I am such a stressed mess right now! I am leaving Tuesday morning for a conference in Colorado and and we are driving there.. It's going to be long and I am dreading it but also looking forward to it. Currently I know I need to get to sleep but all I want to do is pack everything nice and neat into my pink suitcase and pray that I stop freaking out.
See, you would like that by now I wouldn't freak out anymore because I used to travel constantly for two years and then the following two years I moved to three different countries and traveled to many other countries. I guess you could say I am out of practice but also when I traveled then I knew what I was getting into and didn't need dress pants, jeans AND a formal dress.
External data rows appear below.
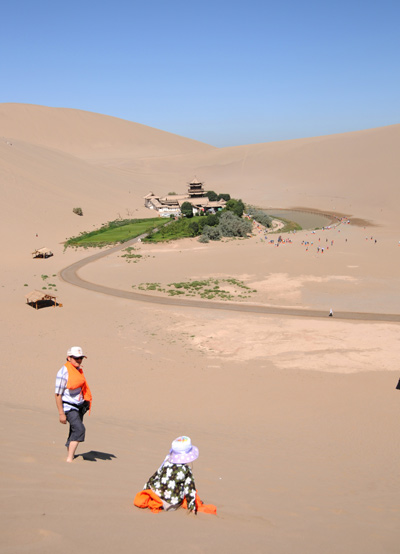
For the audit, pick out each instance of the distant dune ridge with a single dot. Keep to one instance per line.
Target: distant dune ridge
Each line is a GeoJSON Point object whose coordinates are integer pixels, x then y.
{"type": "Point", "coordinates": [294, 417]}
{"type": "Point", "coordinates": [108, 165]}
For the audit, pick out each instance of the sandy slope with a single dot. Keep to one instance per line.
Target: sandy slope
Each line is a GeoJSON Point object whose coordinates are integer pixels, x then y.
{"type": "Point", "coordinates": [296, 420]}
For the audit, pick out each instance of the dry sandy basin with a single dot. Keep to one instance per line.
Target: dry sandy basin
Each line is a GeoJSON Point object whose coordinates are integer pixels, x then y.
{"type": "Point", "coordinates": [296, 419]}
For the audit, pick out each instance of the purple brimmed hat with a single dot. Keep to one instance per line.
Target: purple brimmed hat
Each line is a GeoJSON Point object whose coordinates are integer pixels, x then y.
{"type": "Point", "coordinates": [182, 451]}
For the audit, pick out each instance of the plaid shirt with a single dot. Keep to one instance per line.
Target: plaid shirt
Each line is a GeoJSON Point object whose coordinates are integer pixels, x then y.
{"type": "Point", "coordinates": [73, 396]}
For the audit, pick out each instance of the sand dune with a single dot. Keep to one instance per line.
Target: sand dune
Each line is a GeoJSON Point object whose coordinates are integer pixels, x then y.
{"type": "Point", "coordinates": [296, 420]}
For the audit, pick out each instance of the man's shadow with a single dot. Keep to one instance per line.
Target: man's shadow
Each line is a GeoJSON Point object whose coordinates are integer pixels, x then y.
{"type": "Point", "coordinates": [93, 456]}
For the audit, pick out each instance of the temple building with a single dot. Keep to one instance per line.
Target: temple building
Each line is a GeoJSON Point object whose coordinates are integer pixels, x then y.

Yes I know it's crazy.
My latest dilemma is whether I am taking too much or not.. I feel like what I have is okay but at the same time I feel like I have too much. It's all around annoying and extra tough because no one else that is going with us has anywhere near the same personality that I do. I am a very much so introvert and I hate being unprepared. Most that are going are fine going off on their own and meeting new people. Me? Yea, not so much.
Enough of my whining.. it's time to be certain about God and step into uncertainty. Well I am off to hopefully get some sleep because I am exhausted and in desperate need of some shut eye.. Nighty night all. Have a great day tomorrow and shine like the Son for ALL to see!!